August 15th, 2010
This algorithm is not of my design; indeed, it is quite old, and I’m sure the computer scientists have a better name for it. Let me explain the basic algorithm as I first encountered it. You may recall the Edgar Allen Poe story “The Gold Bug”, in which a fellow cracks a coded note by using frequency tables for letters in the alphabet. For example, “e” is the most frequently appearing letter in the alphabet; thus, the character that appeared most frequently was likely an “e”. By extending this downward to the other characters, he was able to crack the code (a simple one, to be sure) and decode the message. In order to apply this technique, you must know the letter frequencies of the 27 letters of the alphabet (space counts as the 27th letter). Here’s a bar graph showing those frequencies for the English language, courtesy of Wikipedia:
You could turn this table around and use it to generate “English-like” text: that is, text that has the same letter frequencies that you get in the English language. Here’s how:
Use your random number generator to pick a number between 0.00 and 1.00. Look up that number along the scale along the bottom, then write down the letter above it. Now repeat the procedure many times (in this case, it won’t work, because this scale doesn’t show the space character. Play along with me here, please!) When you’re done, you’ll have a long string of letters that don’t make any sense at all. This doesn’t look life a useful algorithm, does it?
But now we bring in a new trick: let’s build a new frequency table, using not individual letters, but pairs of letters. This will be a big table, to be sure: there will be 729 entries in it. But that’s what computers are for! So we write a computer program that scans tons of English text and prepares a table of frequencies of each letter pair. Then we use the same random number scheme to pick out couples, except that this time we do it a little differently.

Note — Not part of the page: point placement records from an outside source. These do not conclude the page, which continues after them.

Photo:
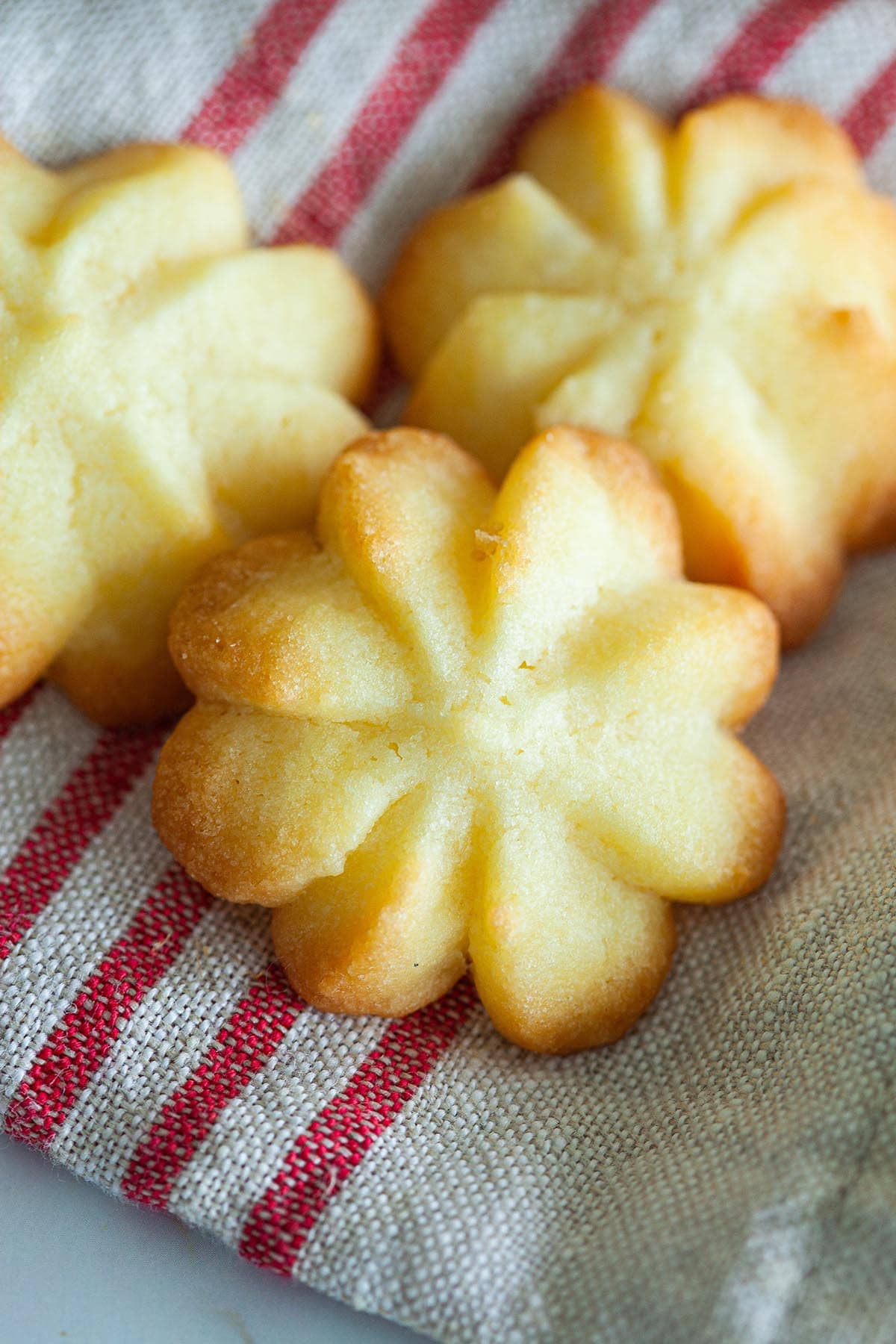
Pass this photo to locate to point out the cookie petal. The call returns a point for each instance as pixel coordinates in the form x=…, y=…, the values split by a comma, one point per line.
x=727, y=156
x=605, y=158
x=675, y=804
x=281, y=626
x=132, y=213
x=748, y=514
x=509, y=238
x=669, y=647
x=578, y=517
x=388, y=933
x=289, y=312
x=257, y=806
x=401, y=511
x=500, y=361
x=563, y=954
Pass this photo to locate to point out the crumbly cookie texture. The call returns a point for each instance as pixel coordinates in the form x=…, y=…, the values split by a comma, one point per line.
x=166, y=393
x=722, y=293
x=473, y=729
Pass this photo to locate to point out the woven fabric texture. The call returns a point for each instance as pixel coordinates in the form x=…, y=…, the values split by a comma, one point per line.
x=727, y=1172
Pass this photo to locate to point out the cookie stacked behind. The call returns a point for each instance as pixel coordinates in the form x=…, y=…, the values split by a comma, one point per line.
x=722, y=293
x=166, y=394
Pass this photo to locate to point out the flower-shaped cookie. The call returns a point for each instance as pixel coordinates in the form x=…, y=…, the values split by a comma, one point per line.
x=467, y=729
x=166, y=393
x=723, y=295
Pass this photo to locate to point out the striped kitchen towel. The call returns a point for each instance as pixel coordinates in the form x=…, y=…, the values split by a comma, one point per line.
x=727, y=1172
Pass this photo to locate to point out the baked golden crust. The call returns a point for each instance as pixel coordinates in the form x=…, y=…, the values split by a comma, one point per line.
x=473, y=727
x=166, y=393
x=722, y=293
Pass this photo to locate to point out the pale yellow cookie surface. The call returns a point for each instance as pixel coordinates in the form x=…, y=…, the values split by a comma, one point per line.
x=722, y=293
x=473, y=729
x=166, y=393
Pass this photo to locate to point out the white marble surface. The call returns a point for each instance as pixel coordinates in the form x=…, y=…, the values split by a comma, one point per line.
x=81, y=1268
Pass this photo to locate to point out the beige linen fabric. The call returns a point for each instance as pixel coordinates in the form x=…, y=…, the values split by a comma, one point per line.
x=729, y=1171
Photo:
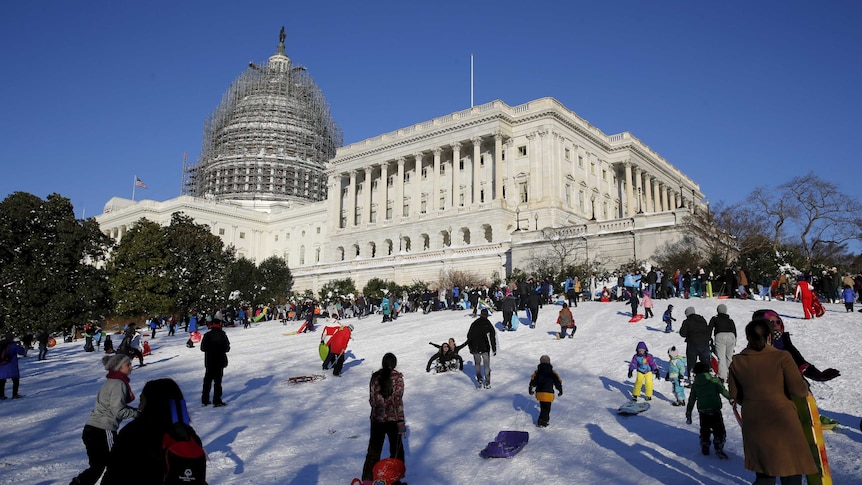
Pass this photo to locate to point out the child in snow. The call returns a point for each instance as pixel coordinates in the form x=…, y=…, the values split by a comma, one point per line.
x=543, y=381
x=566, y=320
x=634, y=302
x=446, y=357
x=676, y=369
x=668, y=319
x=647, y=304
x=706, y=391
x=644, y=363
x=849, y=296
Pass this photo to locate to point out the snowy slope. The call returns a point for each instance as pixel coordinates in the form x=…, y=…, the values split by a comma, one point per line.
x=273, y=433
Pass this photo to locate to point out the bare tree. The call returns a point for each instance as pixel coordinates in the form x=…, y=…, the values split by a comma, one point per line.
x=824, y=217
x=564, y=244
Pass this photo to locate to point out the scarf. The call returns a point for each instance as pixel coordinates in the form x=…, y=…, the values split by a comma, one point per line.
x=115, y=374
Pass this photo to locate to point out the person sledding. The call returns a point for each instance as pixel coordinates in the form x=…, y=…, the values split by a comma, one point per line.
x=447, y=357
x=781, y=340
x=336, y=338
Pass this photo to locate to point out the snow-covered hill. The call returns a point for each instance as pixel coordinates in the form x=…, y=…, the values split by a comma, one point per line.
x=274, y=433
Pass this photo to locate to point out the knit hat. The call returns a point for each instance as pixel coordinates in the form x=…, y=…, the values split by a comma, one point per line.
x=115, y=362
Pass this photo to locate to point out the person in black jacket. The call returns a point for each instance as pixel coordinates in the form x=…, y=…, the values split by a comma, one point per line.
x=137, y=456
x=723, y=330
x=508, y=306
x=695, y=330
x=482, y=340
x=215, y=346
x=542, y=382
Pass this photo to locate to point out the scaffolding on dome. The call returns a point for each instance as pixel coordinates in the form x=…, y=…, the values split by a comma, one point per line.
x=268, y=140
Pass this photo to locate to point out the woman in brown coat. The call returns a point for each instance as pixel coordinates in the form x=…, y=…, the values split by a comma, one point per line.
x=772, y=434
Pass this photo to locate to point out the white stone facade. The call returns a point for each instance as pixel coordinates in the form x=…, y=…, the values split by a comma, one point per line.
x=452, y=193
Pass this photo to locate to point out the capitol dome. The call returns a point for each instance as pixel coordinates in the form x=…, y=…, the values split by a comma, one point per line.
x=268, y=140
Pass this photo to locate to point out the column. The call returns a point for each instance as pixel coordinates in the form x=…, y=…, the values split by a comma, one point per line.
x=351, y=200
x=650, y=207
x=435, y=179
x=629, y=188
x=454, y=194
x=334, y=196
x=477, y=185
x=398, y=203
x=498, y=167
x=416, y=203
x=383, y=192
x=366, y=197
x=511, y=192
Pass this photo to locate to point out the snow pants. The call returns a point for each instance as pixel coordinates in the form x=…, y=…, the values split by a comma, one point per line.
x=643, y=380
x=725, y=343
x=379, y=431
x=478, y=359
x=212, y=380
x=544, y=413
x=693, y=353
x=98, y=443
x=711, y=423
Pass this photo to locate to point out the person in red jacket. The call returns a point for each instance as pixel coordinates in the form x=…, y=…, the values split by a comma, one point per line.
x=337, y=347
x=805, y=294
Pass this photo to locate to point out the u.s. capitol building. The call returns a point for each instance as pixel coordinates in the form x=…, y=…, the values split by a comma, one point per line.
x=479, y=190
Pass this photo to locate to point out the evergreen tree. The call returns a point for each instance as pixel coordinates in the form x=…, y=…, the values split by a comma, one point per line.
x=49, y=274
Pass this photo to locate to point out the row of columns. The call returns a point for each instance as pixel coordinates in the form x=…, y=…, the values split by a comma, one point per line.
x=477, y=178
x=646, y=193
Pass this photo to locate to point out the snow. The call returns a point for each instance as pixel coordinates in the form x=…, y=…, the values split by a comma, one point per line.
x=274, y=433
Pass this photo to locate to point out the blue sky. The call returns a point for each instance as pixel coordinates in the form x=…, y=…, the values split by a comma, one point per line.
x=736, y=94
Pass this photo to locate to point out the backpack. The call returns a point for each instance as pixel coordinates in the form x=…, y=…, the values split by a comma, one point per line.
x=185, y=457
x=5, y=356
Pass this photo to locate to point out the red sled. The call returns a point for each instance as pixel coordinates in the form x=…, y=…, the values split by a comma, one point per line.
x=819, y=311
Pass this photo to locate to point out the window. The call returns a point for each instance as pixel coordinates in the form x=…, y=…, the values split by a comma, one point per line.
x=522, y=192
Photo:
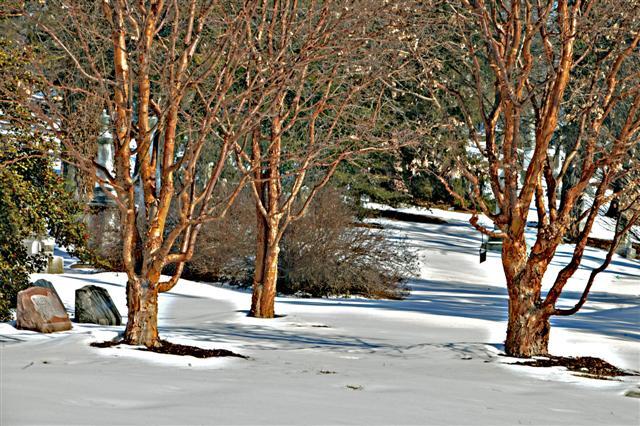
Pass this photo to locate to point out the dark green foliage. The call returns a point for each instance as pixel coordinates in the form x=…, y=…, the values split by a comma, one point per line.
x=324, y=253
x=33, y=201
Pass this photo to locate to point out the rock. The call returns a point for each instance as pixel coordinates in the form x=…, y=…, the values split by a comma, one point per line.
x=40, y=310
x=47, y=284
x=94, y=305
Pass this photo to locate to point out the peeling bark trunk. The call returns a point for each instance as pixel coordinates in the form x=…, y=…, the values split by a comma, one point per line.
x=528, y=328
x=266, y=275
x=142, y=306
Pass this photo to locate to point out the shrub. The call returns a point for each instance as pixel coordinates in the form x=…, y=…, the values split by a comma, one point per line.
x=324, y=253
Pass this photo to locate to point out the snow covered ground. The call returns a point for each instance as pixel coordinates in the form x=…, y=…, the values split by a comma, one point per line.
x=430, y=359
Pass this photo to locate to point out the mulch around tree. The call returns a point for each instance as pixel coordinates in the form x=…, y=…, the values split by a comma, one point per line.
x=586, y=366
x=176, y=349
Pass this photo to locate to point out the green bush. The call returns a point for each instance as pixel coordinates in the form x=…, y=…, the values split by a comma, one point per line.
x=325, y=253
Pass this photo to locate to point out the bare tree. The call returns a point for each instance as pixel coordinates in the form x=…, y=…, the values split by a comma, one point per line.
x=325, y=57
x=515, y=76
x=169, y=76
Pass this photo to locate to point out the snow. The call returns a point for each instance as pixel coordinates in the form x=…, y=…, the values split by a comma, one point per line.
x=432, y=358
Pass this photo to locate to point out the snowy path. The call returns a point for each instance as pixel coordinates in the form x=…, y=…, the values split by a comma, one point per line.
x=429, y=359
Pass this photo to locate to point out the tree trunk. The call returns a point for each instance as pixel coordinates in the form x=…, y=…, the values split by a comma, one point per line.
x=528, y=327
x=527, y=331
x=142, y=322
x=266, y=273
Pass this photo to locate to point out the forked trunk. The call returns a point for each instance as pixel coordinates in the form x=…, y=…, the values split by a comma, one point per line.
x=527, y=331
x=142, y=323
x=528, y=328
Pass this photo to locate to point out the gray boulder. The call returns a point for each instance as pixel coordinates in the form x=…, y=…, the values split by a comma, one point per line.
x=40, y=310
x=47, y=284
x=94, y=305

With the very first letter in our string, we use the simple one-letter frequency table to randomly pick a letter. Then we use the selected letter as input into our two-letter frequency table, asking, in effect, “Given that the first letter of the pair is this one, what are the probabilities of each letter being the second letter of the pair?” For example, if the first letter of the pair is “Q”, you can be almost certain that the second letter will be “U”. If, on the other hand, the first letter of the pair is “P”, then the odds of the second letter being “M” are very low, while the odds of the second letter being “E” are much higher.
So now we’ve chosen a second letter. Now we use the same procedure to pick a third letter, using the second letter as an input. Then we do it for the fourth letter, using the third letter as the input, and so on and on. The result we’ll get might look a little more English-like, but it’s still not very good.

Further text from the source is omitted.